The allegations by a financial analyst of an "accounting fraud" complicate General Electric's efforts to regain investors’ trust after years of strategic missteps and stock declines.
(Thibault Camus / Associated Press)

General Electric Co. shares had their biggest drop in more than a decade Thursday after a prominent financial analyst working with a short seller accused the company of an “accounting fraud.” GE Chief Executive H. Lawrence Culp Jr. called the allegation “market manipulation — pure and simple.”

Harry Markopolos, who had raised concerns over investment manager Bernie Madoff before Madoff’s fraud was exposed, said GE will need to increase its insurance reserves immediately by $18.5 billion in cash — plus an additional noncash charge of $10.5 billion when new accounting rules take effect. GE is also hiding a loss of more than $9 billion on its holdings in Baker Hughes, an oil field services company, Markopolos said.

“These impending losses will destroy GE’s balance sheet, debt ratios and likely also violate debt covenants,” Markopolos said in a report Thursday. “GE’s cash situation is far worse than disclosed in their 2018” annual report to regulators.

The allegations complicate Culp’s efforts to gain investors’ trust after GE’s years of strategic missteps and stock declines. Since taking the helm in October, he has sought to reduce risk in the finance operations, fix the power-equipment unit and stanch the flow of bad news that erased more than $200 billion from GE’s market value in the two-year period ending Dec. 31.

The stock dived 11.3% to $8.01 a share, its biggest drop since April 2008. The slide triggered a trading restriction on short-sellers that takes effect when a decline exceeds 10%. The shares are still up 10% this year, following a 57% plunge in 2018.


GE dismissed Markopolos’ allegations as baseless and defended its accounting.

“The fact that he wrote a 170-page paper but never talked to company officials goes to show that he is not interested in accurate financial analysis, but solely in generating downward volatility in GE stock so that he and his undisclosed hedge fund partner can personally profit,” Culp said by email.

Board member Leslie Seidman, who chairs GE’s audit committee, said in the same statement that the analysis included “novel interpretations and downright mistakes” about accounting requirements.

Culp bought $2 million worth of GE stock Thursday.

Markopolos is working with a third party he didn’t identify and stands to benefit from bets that GE’s stock will decline. He and his colleagues are also seeking to collect a whistleblower reward by reporting their findings to regulators. His analysis was reported earlier by the Wall Street Journal.

The financial analyst, who had worked for a rival investment firm to Madoff’s, wrote a book in 2010 about his efforts to expose the swindler. Markopolos now specializes in investigating possible fraud by companies.

GE’s response to Markopolos is marred by a “culture that historically hid losses and deceived investors,” said Scott Davis, an analyst at Melius Research.

“GE has no credibility at all in responding to the report today as inaccurate,” Davis said in a note to clients. “GE is using a set of assumptions, the short report uses another. We don’t know where the truth lies.”


Hedge fund billionaire Stanley Druckenmiller said he bought GE shares Thursday and believes Culp’s response to the accounting allegations, CNBC reported, citing a statement from the investor.

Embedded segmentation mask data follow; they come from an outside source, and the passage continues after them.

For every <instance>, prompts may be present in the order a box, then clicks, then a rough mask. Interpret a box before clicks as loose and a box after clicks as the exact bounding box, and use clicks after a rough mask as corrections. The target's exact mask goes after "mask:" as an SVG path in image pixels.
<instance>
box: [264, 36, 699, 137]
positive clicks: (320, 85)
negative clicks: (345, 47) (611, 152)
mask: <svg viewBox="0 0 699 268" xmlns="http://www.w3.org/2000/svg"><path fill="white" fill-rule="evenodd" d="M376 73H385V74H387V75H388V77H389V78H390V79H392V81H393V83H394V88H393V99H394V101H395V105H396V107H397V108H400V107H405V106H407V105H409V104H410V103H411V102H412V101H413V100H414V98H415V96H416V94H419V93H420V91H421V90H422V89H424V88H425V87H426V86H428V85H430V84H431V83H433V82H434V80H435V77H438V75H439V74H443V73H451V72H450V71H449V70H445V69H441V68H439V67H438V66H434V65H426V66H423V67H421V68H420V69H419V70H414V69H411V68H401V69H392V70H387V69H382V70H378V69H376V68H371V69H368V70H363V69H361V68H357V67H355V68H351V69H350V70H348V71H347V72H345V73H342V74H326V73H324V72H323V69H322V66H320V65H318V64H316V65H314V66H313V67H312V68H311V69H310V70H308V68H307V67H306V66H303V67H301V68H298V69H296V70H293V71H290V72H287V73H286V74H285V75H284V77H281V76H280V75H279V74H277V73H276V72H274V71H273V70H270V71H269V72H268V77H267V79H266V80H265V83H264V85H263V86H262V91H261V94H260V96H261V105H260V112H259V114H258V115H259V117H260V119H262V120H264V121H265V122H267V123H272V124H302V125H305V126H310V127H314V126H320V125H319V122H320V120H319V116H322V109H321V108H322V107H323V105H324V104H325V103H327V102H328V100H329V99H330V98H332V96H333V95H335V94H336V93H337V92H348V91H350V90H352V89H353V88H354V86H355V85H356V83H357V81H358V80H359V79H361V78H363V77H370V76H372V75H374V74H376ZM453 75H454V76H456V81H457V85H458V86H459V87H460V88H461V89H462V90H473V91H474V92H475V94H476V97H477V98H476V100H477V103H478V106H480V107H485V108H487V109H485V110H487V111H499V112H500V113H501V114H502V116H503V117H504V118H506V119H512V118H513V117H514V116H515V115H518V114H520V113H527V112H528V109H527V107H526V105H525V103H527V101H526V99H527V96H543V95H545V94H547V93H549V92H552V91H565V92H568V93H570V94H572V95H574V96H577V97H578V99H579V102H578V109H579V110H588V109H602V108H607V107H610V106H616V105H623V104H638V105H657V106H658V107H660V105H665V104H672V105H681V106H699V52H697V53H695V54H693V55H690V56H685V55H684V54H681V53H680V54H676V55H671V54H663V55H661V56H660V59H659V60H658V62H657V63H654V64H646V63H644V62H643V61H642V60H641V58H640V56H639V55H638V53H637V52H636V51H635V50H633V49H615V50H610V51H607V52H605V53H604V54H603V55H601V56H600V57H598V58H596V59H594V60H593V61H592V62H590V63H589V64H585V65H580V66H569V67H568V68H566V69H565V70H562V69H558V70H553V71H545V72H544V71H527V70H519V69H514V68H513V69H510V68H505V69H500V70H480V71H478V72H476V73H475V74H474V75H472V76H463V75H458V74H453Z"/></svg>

Druckenmiller’s Duquesne owned 6.19 million shares as of June 30.

A prominent short seller, John Hempton of Bronte Capital, dismissed Markopolos’ analysis as “silly.” Hempton said “GE is a deeply problematic company” but recommended that investors ignore the report.

To calculate the $18.5-billion figure, Markopolos compared GE’s reserves for its long-term care insurance portfolio with those of Prudential Financial Inc.

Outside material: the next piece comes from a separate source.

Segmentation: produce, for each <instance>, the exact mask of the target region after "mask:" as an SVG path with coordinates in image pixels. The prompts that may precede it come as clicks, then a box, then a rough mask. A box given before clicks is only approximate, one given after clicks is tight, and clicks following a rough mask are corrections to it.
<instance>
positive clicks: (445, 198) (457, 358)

The long-term care insurance business has been difficult for virtually every company in the market. The policies, which emerged in their modern form in the 1980s, cover health-related costs that may not be paid by Medicare or standard health insurance, such as nursing home stays and visits by home health aides.

The products were undermined by faulty assumptions, such as how long people would live and how expensive their care would be. Meanwhile, insurers were burned by lower-than-expected returns on bond portfolios backing the obligations.

GE has said that the new insurance accounting standard, which it called a “complex change,” could “materially” affect its financial statements. The Financial Accounting Standards Board has announced new guidelines that would tweak how companies account for certain insurance contracts such as long-term care policies. The board has endorsed delaying implementation of the new standards by one year to 2022.


Last year, GE disclosed a $6.2-billion charge tied to old insurance policies for long-term care. It also said its finance unit would pay $15 billion over seven years to fill a shortfall in reserves.